As for the Mets, they overcame a setback earlier Monday and eventually reached a deal with the Cincinnati Reds for slugger Jay Bruce.
“This was an opportunity to deal from a position of relative strength in the system to acquire some offense that we felt we needed,” Mets general manager Sandy Alderson said.
According to various reports, New York first had a deal in place with Cincinnati, but a medical issue with one of the Mets’ players initially in the trade put things on hold, forcing the teams to try to come to an agreement on a new player.
And come to an agreement they did.
Young infielder Dilson Herrera and minor league pitcher Max Wotell were sent to the Reds, as the Mets bolstered their depleted lineup prior to the 4 p.m. non-waiver trade deadline.
“The only thing to do now is go play baseball, and that’s what I’m going to do,” Bruce told Fox Sports’ Ken Rosenthal after learning of the trade.
Just before the clock ran out, the Mets reacquired left-hander Jon Niese from Pittsburgh for reliever Antonio Bastardo.
The Mets (54-50), who sit 2 1/2 games out of the second wild card spot in the National League, have struggled mightily on offense all season, including epic problems with runners in scoring position. Injuries have not helped matters as first baseman Lucas Duda has been out for months with a stress fracture in his back, and David Wright is out for the season due to a neck injury. Juan Lagares, Asdrubal Cabrera and Jose Reyes are also currently sidelined.
Bruce makes sense on several levels. He has 25 homers and an NL-leading 80 RBIs. He is also hitting .360 with 52 RBIs, four doubles, two triples and eight home runs with RISP.
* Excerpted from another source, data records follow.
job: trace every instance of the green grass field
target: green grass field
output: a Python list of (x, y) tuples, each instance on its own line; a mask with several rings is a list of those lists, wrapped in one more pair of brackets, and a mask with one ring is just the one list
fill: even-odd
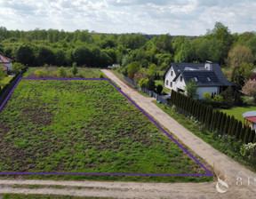
[(156, 100), (154, 101), (154, 103), (182, 126), (187, 128), (197, 137), (201, 138), (204, 141), (207, 142), (221, 153), (226, 154), (231, 158), (236, 160), (238, 163), (246, 166), (252, 171), (256, 171), (255, 165), (252, 163), (246, 161), (244, 157), (240, 155), (240, 147), (243, 145), (243, 142), (236, 141), (236, 139), (233, 139), (233, 142), (231, 142), (230, 137), (220, 137), (218, 133), (210, 132), (203, 125), (198, 125), (198, 123), (195, 123), (190, 119), (190, 117), (177, 113), (170, 106), (158, 104)]
[[(2, 172), (206, 173), (162, 133), (108, 81), (21, 80), (0, 115), (0, 168)], [(26, 178), (212, 179), (179, 176)]]
[[(36, 70), (43, 70), (46, 76), (44, 77), (57, 77), (57, 71), (60, 68), (49, 67), (48, 70), (44, 67), (29, 68), (26, 73), (23, 74), (23, 77), (39, 77), (35, 75)], [(76, 76), (72, 74), (72, 68), (64, 68), (67, 72), (67, 76), (69, 78), (81, 77), (81, 78), (99, 78), (100, 70), (90, 68), (77, 68), (77, 74)]]
[(229, 109), (217, 109), (227, 115), (233, 115), (236, 119), (244, 122), (243, 114), (247, 111), (256, 111), (256, 107), (236, 107)]
[(2, 84), (2, 88), (6, 85), (13, 78), (13, 76), (5, 76), (2, 81), (1, 81), (1, 84)]

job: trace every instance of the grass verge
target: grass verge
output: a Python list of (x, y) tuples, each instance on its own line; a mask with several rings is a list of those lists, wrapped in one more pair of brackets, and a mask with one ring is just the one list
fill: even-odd
[(156, 100), (154, 100), (154, 103), (171, 117), (178, 121), (182, 126), (201, 138), (204, 141), (207, 142), (221, 153), (236, 160), (241, 164), (245, 165), (251, 171), (256, 171), (256, 168), (246, 162), (240, 155), (240, 147), (243, 144), (241, 141), (236, 141), (233, 137), (220, 136), (216, 132), (211, 133), (204, 126), (200, 125), (197, 121), (175, 112), (170, 106), (158, 104)]

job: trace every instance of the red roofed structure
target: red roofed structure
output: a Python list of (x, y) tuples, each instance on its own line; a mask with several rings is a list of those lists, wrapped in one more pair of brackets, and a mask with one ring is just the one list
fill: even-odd
[(6, 58), (5, 56), (0, 54), (0, 64), (4, 66), (4, 70), (11, 71), (12, 67), (12, 61), (13, 60)]

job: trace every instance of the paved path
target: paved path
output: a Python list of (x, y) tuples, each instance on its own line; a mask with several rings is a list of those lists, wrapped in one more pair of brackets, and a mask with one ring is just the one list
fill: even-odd
[[(162, 126), (168, 129), (192, 151), (204, 158), (207, 163), (212, 166), (214, 165), (214, 171), (217, 174), (226, 175), (231, 186), (236, 186), (237, 178), (242, 178), (244, 182), (244, 180), (247, 180), (248, 177), (256, 178), (256, 173), (246, 169), (226, 155), (219, 152), (158, 108), (157, 106), (152, 102), (155, 99), (146, 98), (140, 95), (136, 90), (127, 86), (126, 84), (117, 78), (111, 70), (105, 69), (102, 70), (102, 72), (108, 78), (116, 82), (124, 93), (128, 94), (137, 105), (154, 117), (154, 119), (161, 123)], [(254, 188), (256, 189), (256, 181), (254, 182)]]

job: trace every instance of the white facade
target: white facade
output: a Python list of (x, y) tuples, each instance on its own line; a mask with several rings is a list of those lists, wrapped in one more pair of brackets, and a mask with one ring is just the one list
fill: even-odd
[(8, 68), (8, 70), (11, 71), (12, 69), (12, 63), (4, 63), (4, 66), (6, 66)]
[[(177, 74), (178, 75), (178, 74)], [(164, 87), (170, 90), (173, 90), (175, 92), (185, 92), (186, 83), (182, 75), (180, 74), (173, 82), (173, 79), (177, 76), (173, 70), (173, 68), (171, 67), (164, 77)], [(216, 94), (220, 93), (220, 88), (218, 86), (215, 87), (198, 87), (197, 93), (199, 96), (199, 100), (204, 98), (204, 93), (209, 92), (210, 94), (216, 92)]]
[(173, 90), (173, 83), (172, 80), (175, 78), (176, 74), (172, 68), (172, 67), (171, 67), (171, 68), (167, 71), (166, 75), (165, 75), (165, 78), (164, 78), (164, 87), (170, 90)]
[(186, 83), (181, 75), (178, 76), (175, 82), (172, 82), (172, 90), (175, 92), (185, 92)]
“I do think, given our situation right now and the quality of players we have right now otherwise in the clubhouse, somebody like Jay Bruce can be a catalyst for more productive performance out of the other players that we have, especially sitting in the middle of our order,” Alderson said.
The 29-year-old outfielder’s contract contains a 2017 team option for $13 million, which could offset the potential loss of Yoenis Cespedes, who can opt out of his contract after this season. If Cespedes returns next season, the Mets will have a formidable outfield, from an offensive perspective.
“We would not have done the deal without the extra year of control,” Alderson said. “We were not looking for a rental player, certainly not looking to give up the kind of talent we did for the next two months.”
In nine major league seasons, Bruce has 233 homers and 718 RBIs.